Periodically, the database is dumped to a file in a format that the firewall reads, and all the 'malicious' addresses detected above are added to a list so that those addresses are blocked from accessing the legitimate service ports. (analogy: if you throw an egg at my outdoor wall, I'm not going to let you into my house through the door because I don't want egg on my furniture).
I have a blocking period of about 3 months - because the things I run are important to exactly a single person. A blocking period much shorter would be recommended to prevent the gross-overblocking of legitimate users who may have un-lucked into being assigned a residential IP address that was previously used in a proxy-scan-scam.
Discard this if it's a stupid idea at-scale, but I quite the like the 'idea' of it, and I made it work, mainly for the technical challenge.
Project is here on Github: https://github.com/UninvitedActivity/UninvitedActivity
It’s a great idea but not sure for larger websites when these residential proxy platforms are using innocent user ip addresses. Then you’re left blocking innocent users. It’s a tough call.

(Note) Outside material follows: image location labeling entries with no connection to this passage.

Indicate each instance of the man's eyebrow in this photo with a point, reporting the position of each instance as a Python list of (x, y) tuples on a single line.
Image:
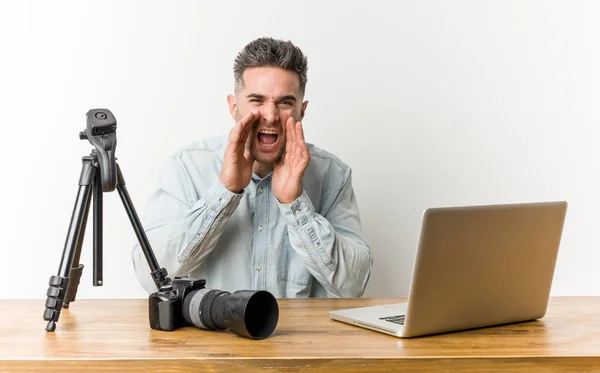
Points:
[(261, 97)]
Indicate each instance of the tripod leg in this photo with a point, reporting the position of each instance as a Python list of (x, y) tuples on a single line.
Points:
[(158, 274), (97, 274), (76, 267), (58, 284)]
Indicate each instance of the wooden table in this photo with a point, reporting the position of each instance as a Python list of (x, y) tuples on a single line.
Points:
[(114, 335)]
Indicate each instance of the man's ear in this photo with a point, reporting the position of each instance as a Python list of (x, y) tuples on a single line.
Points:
[(232, 102), (303, 109)]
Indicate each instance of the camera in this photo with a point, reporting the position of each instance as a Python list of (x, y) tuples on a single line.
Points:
[(187, 302)]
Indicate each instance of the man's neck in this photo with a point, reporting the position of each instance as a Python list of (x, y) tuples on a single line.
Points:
[(262, 169)]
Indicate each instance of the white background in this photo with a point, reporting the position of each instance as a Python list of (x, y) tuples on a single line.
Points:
[(433, 103)]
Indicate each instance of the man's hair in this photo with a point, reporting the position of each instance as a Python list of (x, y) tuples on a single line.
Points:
[(269, 52)]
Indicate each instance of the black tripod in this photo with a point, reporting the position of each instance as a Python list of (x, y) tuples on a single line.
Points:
[(99, 173)]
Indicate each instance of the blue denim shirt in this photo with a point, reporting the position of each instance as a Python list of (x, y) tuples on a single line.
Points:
[(312, 247)]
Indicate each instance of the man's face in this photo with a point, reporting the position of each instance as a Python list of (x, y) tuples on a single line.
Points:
[(275, 94)]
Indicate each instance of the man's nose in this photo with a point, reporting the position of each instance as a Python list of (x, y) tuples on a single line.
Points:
[(270, 112)]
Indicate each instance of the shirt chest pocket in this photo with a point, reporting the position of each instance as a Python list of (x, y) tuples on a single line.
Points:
[(292, 266)]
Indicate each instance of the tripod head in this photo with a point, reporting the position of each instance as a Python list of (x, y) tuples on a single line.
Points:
[(101, 131)]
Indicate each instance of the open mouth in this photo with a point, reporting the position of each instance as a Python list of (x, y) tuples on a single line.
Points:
[(267, 138)]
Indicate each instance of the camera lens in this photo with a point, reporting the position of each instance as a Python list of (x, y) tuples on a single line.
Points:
[(252, 314)]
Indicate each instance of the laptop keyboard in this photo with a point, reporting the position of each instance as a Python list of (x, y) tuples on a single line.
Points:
[(398, 319)]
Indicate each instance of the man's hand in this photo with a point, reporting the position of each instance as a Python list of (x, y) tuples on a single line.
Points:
[(289, 169), (236, 171)]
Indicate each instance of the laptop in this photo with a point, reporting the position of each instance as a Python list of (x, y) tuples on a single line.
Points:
[(476, 266)]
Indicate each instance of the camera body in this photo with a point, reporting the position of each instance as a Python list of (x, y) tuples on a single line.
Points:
[(166, 305)]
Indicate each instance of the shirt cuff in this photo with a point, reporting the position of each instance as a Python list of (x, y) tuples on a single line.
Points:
[(298, 212)]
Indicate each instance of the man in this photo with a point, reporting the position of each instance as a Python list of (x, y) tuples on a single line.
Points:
[(260, 209)]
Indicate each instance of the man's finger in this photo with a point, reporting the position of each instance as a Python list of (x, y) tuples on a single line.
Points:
[(299, 133), (248, 156), (289, 131), (239, 133)]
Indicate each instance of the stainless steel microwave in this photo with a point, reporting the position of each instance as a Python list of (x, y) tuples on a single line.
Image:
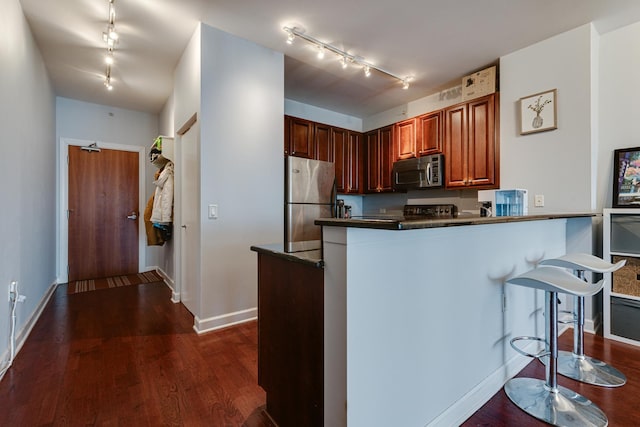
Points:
[(418, 173)]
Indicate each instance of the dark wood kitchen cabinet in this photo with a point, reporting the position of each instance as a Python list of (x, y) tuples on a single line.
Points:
[(299, 137), (323, 142), (379, 147), (471, 144), (312, 140), (291, 340), (429, 134), (406, 138), (348, 160)]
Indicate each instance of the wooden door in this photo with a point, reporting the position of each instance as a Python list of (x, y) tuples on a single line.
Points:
[(103, 192), (323, 142), (482, 142), (301, 141), (406, 139), (354, 163), (429, 139), (373, 161), (340, 138), (386, 158), (455, 140)]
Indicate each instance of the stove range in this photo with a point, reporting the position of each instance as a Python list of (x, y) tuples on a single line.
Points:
[(430, 211), (412, 212)]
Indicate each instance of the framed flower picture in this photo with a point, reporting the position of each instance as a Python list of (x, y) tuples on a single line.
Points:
[(626, 178), (538, 112)]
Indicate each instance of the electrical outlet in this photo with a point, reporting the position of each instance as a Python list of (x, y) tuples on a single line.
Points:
[(13, 290)]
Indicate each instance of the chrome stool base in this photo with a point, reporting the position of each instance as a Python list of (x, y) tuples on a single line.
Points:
[(589, 370), (562, 407)]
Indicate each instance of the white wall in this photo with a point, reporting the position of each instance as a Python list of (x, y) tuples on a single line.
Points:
[(27, 172), (321, 115), (555, 163), (619, 102), (94, 122), (242, 170)]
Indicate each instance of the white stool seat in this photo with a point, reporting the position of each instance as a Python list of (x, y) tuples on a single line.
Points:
[(582, 261), (556, 280), (576, 365), (545, 399)]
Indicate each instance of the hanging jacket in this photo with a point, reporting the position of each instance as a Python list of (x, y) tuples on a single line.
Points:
[(154, 235), (163, 198)]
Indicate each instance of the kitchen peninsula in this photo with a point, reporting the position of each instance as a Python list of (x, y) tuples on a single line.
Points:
[(415, 317)]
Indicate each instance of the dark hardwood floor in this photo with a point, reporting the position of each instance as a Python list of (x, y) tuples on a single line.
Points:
[(621, 404), (128, 356)]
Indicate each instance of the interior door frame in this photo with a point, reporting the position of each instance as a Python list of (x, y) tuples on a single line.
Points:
[(63, 201)]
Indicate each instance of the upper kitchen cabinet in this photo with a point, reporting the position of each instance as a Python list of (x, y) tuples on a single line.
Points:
[(406, 134), (380, 156), (299, 137), (471, 144), (323, 142), (348, 160), (429, 134)]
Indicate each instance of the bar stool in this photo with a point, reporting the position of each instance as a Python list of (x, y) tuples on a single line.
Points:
[(576, 364), (546, 400)]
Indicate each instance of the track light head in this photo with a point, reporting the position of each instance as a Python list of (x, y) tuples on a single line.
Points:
[(344, 57)]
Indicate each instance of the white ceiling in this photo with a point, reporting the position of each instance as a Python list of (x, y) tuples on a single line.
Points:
[(436, 41)]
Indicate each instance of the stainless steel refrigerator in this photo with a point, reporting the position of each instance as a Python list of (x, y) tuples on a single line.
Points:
[(310, 193)]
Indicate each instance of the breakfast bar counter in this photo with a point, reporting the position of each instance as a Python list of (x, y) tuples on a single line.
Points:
[(417, 319), (401, 321), (393, 223)]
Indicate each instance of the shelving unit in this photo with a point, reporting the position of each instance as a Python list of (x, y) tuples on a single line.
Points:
[(621, 299)]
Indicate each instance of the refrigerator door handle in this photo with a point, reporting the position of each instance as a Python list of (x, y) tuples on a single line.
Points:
[(334, 200)]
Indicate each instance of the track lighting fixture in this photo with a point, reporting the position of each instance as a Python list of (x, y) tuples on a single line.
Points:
[(108, 59), (345, 57), (110, 37), (107, 79), (290, 36)]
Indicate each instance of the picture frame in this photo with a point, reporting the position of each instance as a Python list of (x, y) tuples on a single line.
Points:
[(538, 112), (626, 178)]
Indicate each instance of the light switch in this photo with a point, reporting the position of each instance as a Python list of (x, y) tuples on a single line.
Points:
[(213, 211)]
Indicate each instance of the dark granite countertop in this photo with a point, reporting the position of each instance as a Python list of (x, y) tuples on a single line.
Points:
[(312, 258), (382, 223)]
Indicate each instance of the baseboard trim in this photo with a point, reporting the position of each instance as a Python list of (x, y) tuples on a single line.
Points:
[(468, 404), (23, 334), (171, 284), (202, 326)]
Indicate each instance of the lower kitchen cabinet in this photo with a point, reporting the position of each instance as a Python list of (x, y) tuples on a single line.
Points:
[(291, 341), (471, 144), (379, 146)]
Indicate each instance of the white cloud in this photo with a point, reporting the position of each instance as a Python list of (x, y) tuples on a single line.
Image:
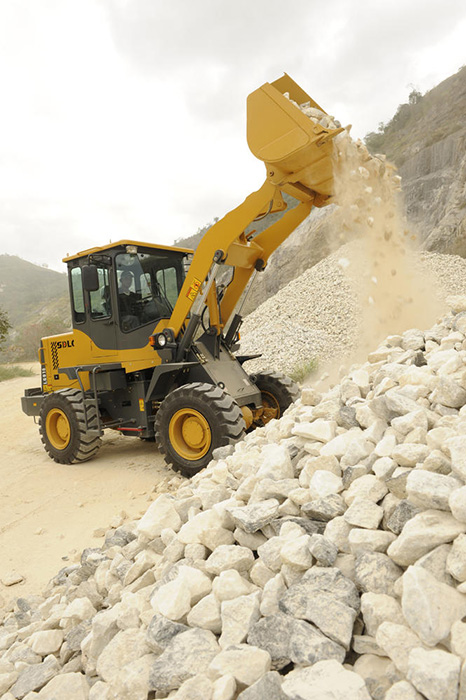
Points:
[(127, 119)]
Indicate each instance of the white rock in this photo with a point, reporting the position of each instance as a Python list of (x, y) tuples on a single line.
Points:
[(369, 540), (456, 561), (397, 641), (340, 443), (364, 513), (206, 615), (324, 483), (457, 448), (160, 515), (409, 454), (457, 503), (296, 553), (429, 606), (237, 616), (367, 486), (230, 584), (46, 641), (229, 557), (430, 490), (325, 679), (244, 662), (377, 608), (320, 430), (434, 673), (422, 533)]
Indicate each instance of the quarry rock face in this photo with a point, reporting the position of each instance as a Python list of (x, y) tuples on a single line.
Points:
[(310, 562)]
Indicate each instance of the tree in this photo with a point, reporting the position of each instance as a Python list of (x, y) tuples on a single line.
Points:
[(5, 326)]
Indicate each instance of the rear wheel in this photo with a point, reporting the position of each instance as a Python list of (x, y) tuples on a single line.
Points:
[(194, 420), (278, 392), (62, 427)]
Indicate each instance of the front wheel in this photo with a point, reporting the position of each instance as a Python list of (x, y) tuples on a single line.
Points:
[(278, 392), (62, 427), (194, 420)]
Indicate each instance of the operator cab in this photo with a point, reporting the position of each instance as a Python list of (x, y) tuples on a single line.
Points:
[(120, 292)]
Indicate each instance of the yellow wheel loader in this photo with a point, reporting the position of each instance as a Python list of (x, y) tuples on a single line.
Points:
[(155, 328)]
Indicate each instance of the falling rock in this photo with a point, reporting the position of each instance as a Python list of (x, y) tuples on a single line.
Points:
[(422, 533), (434, 673), (430, 490), (377, 608), (237, 617), (255, 516), (269, 686), (160, 515), (185, 656), (376, 572), (245, 662), (287, 639), (364, 513), (326, 598), (457, 448), (325, 679), (35, 677), (46, 642), (397, 641), (430, 607)]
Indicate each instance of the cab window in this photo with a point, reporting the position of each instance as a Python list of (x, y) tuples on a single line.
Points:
[(77, 295), (99, 301)]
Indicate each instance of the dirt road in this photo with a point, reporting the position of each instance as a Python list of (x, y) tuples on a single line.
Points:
[(49, 511)]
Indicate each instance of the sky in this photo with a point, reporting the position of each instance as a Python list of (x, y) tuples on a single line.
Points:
[(127, 118)]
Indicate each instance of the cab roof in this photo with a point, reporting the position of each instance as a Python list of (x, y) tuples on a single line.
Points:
[(119, 244)]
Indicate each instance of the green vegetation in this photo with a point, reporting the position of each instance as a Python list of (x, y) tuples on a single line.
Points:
[(303, 369), (12, 371), (5, 326), (422, 121)]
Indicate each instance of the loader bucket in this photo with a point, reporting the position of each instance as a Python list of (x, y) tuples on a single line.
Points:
[(297, 152)]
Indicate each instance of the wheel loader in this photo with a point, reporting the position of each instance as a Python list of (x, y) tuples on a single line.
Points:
[(154, 348)]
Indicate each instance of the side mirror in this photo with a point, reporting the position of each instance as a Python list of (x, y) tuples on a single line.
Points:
[(90, 278)]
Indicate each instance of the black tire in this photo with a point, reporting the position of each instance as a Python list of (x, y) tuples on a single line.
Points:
[(278, 393), (62, 427), (217, 421)]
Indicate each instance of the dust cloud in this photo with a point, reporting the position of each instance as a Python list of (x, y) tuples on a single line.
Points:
[(393, 294)]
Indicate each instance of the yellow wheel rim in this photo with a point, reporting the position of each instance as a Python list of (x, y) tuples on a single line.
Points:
[(190, 434), (270, 406), (58, 428)]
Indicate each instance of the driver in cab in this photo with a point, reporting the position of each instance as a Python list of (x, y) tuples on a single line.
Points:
[(128, 301)]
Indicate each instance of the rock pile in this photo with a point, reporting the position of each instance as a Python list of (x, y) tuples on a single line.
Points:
[(322, 557)]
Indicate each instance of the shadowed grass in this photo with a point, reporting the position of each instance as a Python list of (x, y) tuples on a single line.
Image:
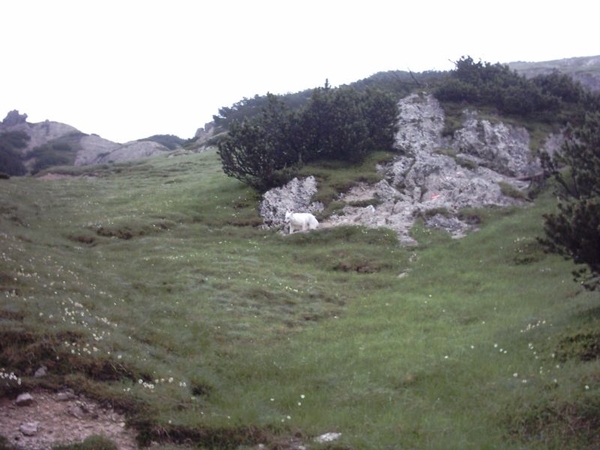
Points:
[(210, 330)]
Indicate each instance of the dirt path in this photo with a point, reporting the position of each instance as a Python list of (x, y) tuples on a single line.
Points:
[(61, 418)]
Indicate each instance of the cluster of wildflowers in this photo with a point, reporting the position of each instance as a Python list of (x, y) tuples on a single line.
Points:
[(157, 382), (298, 403), (531, 326)]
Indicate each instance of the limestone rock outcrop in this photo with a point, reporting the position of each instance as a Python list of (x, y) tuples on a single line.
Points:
[(433, 176)]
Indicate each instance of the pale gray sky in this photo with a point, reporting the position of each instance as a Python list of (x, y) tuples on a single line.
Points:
[(128, 69)]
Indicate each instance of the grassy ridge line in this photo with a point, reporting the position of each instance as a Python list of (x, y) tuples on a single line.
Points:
[(166, 299)]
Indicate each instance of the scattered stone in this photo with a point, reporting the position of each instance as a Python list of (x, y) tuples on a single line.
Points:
[(25, 399), (64, 396), (76, 411), (41, 372), (29, 428)]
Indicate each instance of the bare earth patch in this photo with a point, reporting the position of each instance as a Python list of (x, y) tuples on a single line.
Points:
[(61, 418)]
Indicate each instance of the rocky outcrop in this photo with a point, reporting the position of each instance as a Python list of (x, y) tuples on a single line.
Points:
[(96, 150), (433, 177), (14, 118), (296, 196), (90, 149)]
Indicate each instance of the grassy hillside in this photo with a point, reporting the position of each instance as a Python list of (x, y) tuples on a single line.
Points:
[(150, 286)]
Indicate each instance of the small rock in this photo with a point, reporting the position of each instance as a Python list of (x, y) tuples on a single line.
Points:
[(77, 412), (29, 428), (24, 400), (41, 372), (64, 396)]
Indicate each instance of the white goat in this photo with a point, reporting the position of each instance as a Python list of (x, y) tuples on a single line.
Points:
[(301, 221)]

I did something like this using fail2ban for some time, but 1) it didn't help much due to the larger number of IPs, 2) it blocked widely used VPN services.
Most residential users change their IP address every 24 hours.
Scrapers and port scanners are mostly entirely separate activities. If you don't have any unexpected open ports you have nothing to fear from a port scanner, and blocking them won't stop you from getting attacked by scrapers.